Brazil files WTO dispute against South AfricaPosted on Wednesday, June 27th, 2012 in Hot Seat Comments
JB Cronjé, a tralac Researcher, discusses Brazil’s filing of a WTO dispute against South Africa.
On 21 June 2012 Brazil requested consultations with South Africa on South Africa’s imposition of anti-dumping duties on frozen meat of fowls from Brazil. The request for consultations formally initiates a dispute under the World Trade Organization’s (WTO’s) dispute settlement system. This gives the parties an opportunity to find a solution to the matter without proceeding with litigation. If the parties fail to resolve the matter within 60 days, the complainant (Brazil) may request adjudication by a panel. This dispute would be the fourth brought against South Africa at the WTO. All three previous disputes were initiated by developing countries (India, Indonesia, and Turkey) and concerned South Africa’s application of anti-dumping measures. None of them advanced to the panel stage.
In June 2011, South Africa’s International Trade Administration Commission (ITAC) initiated an investigation into the alleged dumping of frozen chicken (whole bird and boneless cuts) originating in or imported from Brazil. Read an earlier tralac article on this matter here (Anti-dumping duty on chicken from Brazil). On 12 February 2012, following ITAC’s preliminary determination, provisional anti-dumping duties of 62.93% on whole bird, 46.59% on boneless cuts excluding that produced or exported by Coperativa Central Oeste Catarinense – Aurora Alimentos and 6.26% on boneless cuts produced and exported by Coperativa Central Oeste Catarinense – Aurora Alimentos were imposed by the South African Revenue Service (Government Gazette No 35030) on the products for the period up to and including 10 August 2012.
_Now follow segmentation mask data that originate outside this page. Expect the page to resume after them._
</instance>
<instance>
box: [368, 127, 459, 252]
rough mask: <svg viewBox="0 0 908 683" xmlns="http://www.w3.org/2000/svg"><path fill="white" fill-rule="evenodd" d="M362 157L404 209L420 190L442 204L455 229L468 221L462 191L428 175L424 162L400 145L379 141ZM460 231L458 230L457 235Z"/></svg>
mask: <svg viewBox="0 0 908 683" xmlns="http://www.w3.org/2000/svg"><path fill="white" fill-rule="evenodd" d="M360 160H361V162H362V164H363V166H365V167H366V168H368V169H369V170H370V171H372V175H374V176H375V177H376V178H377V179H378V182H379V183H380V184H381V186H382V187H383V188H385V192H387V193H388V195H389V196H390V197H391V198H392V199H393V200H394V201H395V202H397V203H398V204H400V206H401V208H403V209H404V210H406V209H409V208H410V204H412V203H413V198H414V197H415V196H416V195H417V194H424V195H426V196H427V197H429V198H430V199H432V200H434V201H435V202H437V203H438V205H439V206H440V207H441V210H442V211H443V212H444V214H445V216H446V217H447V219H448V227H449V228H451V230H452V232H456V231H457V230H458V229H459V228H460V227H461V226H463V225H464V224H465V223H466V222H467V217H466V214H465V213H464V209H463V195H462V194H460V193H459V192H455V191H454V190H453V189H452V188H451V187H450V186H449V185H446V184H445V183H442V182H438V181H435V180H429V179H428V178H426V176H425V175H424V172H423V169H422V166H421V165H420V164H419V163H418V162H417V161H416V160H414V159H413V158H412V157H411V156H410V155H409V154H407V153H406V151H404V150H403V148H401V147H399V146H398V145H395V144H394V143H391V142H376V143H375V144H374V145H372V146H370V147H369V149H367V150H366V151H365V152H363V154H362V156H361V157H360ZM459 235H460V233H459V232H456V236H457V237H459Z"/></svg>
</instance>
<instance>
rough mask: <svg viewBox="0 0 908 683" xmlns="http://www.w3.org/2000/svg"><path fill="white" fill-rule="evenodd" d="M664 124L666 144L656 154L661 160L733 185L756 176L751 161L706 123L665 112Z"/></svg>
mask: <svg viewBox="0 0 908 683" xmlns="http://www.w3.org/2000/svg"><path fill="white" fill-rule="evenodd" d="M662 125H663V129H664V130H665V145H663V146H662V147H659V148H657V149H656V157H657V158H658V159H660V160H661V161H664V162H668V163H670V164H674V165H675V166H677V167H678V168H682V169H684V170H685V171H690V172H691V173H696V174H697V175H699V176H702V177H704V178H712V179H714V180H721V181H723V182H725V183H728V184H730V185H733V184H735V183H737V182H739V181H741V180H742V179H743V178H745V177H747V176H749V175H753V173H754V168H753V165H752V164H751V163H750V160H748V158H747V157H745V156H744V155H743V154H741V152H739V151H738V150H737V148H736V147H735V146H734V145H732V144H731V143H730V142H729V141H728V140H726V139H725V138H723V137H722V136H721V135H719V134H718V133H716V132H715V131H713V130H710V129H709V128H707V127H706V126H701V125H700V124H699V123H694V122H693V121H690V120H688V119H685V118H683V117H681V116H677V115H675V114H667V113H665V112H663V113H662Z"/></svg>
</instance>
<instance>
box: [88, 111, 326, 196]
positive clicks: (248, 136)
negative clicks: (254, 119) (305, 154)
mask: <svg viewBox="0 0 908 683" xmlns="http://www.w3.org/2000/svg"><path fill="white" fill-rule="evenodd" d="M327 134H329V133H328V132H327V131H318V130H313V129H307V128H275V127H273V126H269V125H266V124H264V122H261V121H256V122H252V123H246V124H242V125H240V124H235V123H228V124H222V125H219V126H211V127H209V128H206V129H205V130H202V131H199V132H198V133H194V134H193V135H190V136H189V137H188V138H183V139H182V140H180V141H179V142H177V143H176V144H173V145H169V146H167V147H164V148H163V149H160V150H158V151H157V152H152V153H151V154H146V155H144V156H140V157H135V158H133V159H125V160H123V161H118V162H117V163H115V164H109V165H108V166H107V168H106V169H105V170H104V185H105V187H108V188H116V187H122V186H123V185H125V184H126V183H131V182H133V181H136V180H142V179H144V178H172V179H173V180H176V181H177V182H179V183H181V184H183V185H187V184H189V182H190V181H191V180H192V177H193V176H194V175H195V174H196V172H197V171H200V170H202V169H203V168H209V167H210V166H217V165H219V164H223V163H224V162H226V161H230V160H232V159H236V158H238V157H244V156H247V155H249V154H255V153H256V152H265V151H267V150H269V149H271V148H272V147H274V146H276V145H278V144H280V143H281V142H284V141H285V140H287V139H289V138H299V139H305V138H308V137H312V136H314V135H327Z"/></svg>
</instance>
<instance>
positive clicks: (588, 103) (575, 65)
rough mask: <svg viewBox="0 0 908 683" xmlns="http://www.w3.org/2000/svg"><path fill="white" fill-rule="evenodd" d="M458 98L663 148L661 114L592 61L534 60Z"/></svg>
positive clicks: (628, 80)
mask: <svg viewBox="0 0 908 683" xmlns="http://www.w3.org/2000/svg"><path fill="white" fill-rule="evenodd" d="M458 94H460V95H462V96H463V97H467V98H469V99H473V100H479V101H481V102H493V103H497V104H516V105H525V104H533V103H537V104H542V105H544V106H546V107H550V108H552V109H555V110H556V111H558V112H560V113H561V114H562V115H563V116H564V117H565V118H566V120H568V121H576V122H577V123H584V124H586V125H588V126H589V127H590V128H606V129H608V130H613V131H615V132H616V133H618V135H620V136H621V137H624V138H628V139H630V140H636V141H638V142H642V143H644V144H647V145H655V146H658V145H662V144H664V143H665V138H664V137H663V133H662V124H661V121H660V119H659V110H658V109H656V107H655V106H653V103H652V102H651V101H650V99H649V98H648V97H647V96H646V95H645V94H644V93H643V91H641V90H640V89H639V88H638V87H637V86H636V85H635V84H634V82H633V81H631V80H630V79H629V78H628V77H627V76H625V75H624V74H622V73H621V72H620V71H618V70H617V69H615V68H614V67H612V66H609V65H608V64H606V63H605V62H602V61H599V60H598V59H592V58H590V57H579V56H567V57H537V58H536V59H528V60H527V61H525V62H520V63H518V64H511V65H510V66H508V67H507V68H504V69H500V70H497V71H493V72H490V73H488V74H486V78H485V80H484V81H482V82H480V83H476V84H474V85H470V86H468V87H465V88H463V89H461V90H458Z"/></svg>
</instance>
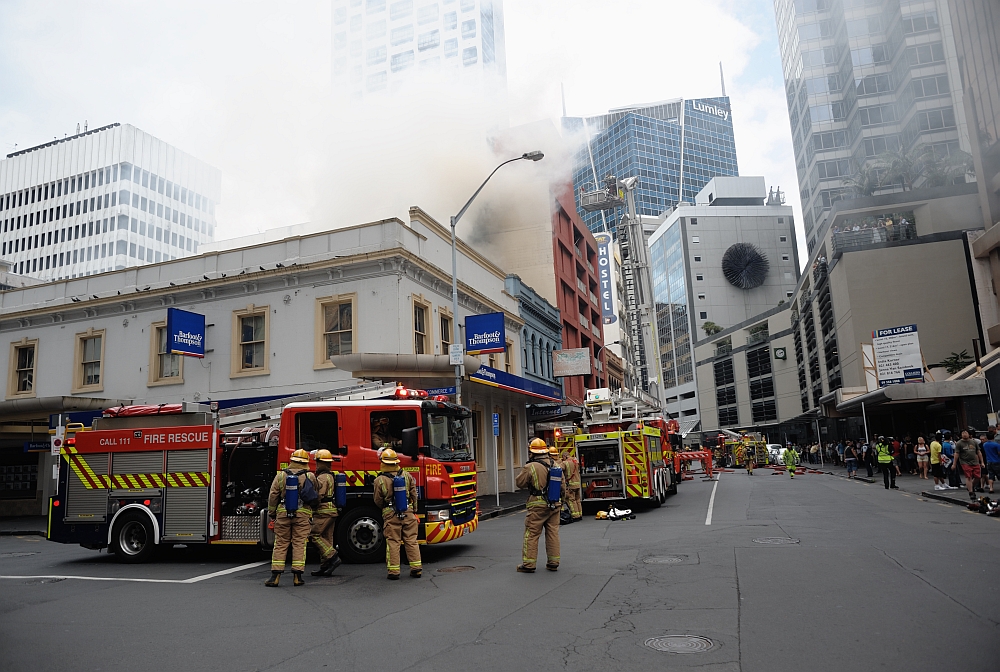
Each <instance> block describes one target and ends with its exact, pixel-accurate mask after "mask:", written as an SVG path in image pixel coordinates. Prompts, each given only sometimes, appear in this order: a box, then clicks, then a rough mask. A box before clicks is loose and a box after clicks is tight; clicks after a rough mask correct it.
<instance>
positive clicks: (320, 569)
mask: <svg viewBox="0 0 1000 672" xmlns="http://www.w3.org/2000/svg"><path fill="white" fill-rule="evenodd" d="M332 465H333V453H331V452H330V451H329V450H326V449H325V448H324V449H322V450H318V451H316V483H317V484H318V486H317V488H316V494H317V495H319V508H318V509H316V513H315V514H313V526H312V532H311V533H310V534H309V541H311V542H312V543H313V544H315V545H316V548H317V549H318V550H319V554H320V566H319V569H317V570H316V571H314V572H312V575H313V576H333V570H335V569H337V567H339V566H340V565H341V562H342V561H341V559H340V556H339V555H337V549H336V548H335V547H334V546H333V528H334V527H336V525H337V505H336V504H334V503H333V493H334V480H333V474H332V473H331V472H330V467H331V466H332Z"/></svg>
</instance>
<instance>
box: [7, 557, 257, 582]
mask: <svg viewBox="0 0 1000 672" xmlns="http://www.w3.org/2000/svg"><path fill="white" fill-rule="evenodd" d="M266 564H268V563H267V562H266V561H261V562H251V563H250V564H247V565H240V566H239V567H230V568H229V569H223V570H222V571H219V572H212V573H211V574H202V575H201V576H194V577H191V578H190V579H126V578H121V577H114V576H72V575H64V574H39V575H34V576H0V579H79V580H81V581H129V582H132V583H198V582H199V581H205V580H206V579H213V578H215V577H217V576H224V575H226V574H233V573H235V572H242V571H243V570H245V569H253V568H254V567H260V566H261V565H266Z"/></svg>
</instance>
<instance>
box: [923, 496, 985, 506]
mask: <svg viewBox="0 0 1000 672" xmlns="http://www.w3.org/2000/svg"><path fill="white" fill-rule="evenodd" d="M920 496H921V497H926V498H927V499H937V500H940V501H942V502H948V503H949V504H954V505H956V506H961V507H962V508H963V509H965V508H968V506H969V503H970V502H971V501H972V500H971V499H966V500H961V499H956V498H955V497H947V496H945V495H935V494H934V493H932V492H921V493H920ZM977 501H978V498H977Z"/></svg>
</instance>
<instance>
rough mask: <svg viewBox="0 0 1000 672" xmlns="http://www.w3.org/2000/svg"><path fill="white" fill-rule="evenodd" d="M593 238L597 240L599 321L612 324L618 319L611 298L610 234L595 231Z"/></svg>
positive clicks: (611, 274) (597, 282) (597, 278)
mask: <svg viewBox="0 0 1000 672" xmlns="http://www.w3.org/2000/svg"><path fill="white" fill-rule="evenodd" d="M594 240H596V241H597V284H598V287H599V291H600V293H601V321H602V322H604V324H614V323H615V322H616V321H617V320H618V316H617V315H615V301H614V298H613V294H612V291H613V288H612V286H611V283H613V282H614V279H613V278H614V274H613V273H612V268H613V267H614V266H613V264H612V263H611V234H610V233H595V234H594Z"/></svg>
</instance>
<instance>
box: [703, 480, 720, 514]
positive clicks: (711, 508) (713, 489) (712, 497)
mask: <svg viewBox="0 0 1000 672" xmlns="http://www.w3.org/2000/svg"><path fill="white" fill-rule="evenodd" d="M720 478H722V474H719V475H718V476H716V477H715V485H713V486H712V497H711V498H710V499H709V500H708V515H707V516H705V524H706V525H711V524H712V509H713V508H714V507H715V491H716V490H717V489H718V487H719V479H720Z"/></svg>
Brazil argues the preliminary determination and the imposition of provisional anti-dumping duties, as well as the initiation and conduct of the investigation, are inconsistent with South Africa’s obligations under the General Agreement on Tariffs and Trade (GATT 1994) and the Anti-Dumping Agreement. The main points of argument relate to the determination of dumping, the determination of injury, South Africa’s definition of domestic industry, the initiation of an application and subsequent investigation, and the evidence used. Read Brazil’s Request for Consultations here.
In particular, Brazil argues that South Africa “did not make a fair comparison between the export price and normal value of exporters, including the establishment of the residual dumping margin.” South Africa also failed to compare the normal value with a weighted average of all prices of all comparable export transactions.
Brazil further argues that South Africa has failed to make an objective examination, based on positive evidence, of the volume of dumped imports and the effect on prices in the domestic market, as well as, the impact of the alleged dumped imports on domestic producers. In addition, that South Africa failed to examine all relevant evidence before it in determining a causal relationship between the dumped imports and the injury to the domestic industry. Furthermore, South Africa is said to have failed to examine the accuracy of the evidence provided in the application. It is also argued that South Africa did not give notice of the information required and as a result failed to provide ample opportunity for exporters to present the required evidence. Further, South Africa failed to follow proper procedures regarding the handling, submission, disregard and verification of information. Brazil also argues that South Africa did not determine an individual margin of dumping for each known exporter and that the provisional measures were applied even though the investigation was not properly initiated. Finally, the public notice of imposition of provisional measures did not sufficiently provide detailed explanations for the preliminary determinations on dumping, injury and causal link, and did not refer to matters of fact or law which led to the acceptance or rejection of arguments. The notice did not contain a full explanation of the reasons for the methodology used; considerations relevant to injury determination; and, the main reasons leading to the determination.
South Africa is required to enter into consultations with Brazil within 30 days from the request for consultations. If they fail to settle the matter after 60 days from the request for consultations, the complaining party may request the establishment of a panel. Where consultations are denied by South Africa, the complaining party may move directly to request a panel. South Africa and Brazil may also voluntarily agree to follow alternative means of dispute settlement, including good offices, conciliation, mediation and arbitration.
These developments are, on one level, a confirmation of how the rules-base system of the WTO serves the interests of member states and the private sector. South Africa and Brazil are close political allies; as demonstrated by the fact that both countries are BRICS members. The neutral and objective application of the rules of the WTO should not impact negatively on their political relationship. It should in fact add a new dimension to it when they both adhere to these rules and the dispute settlement system underpinning it.
Hopefully African governments will also start to accept these advantages of a rules-based approach to trade; such as the certainty and predictability which will follow. It will also make it easier for governments to explain certain domestic policies and procedures; if put in the broader context of the rule of law. It will certainly serve the interests of the private sector more directly.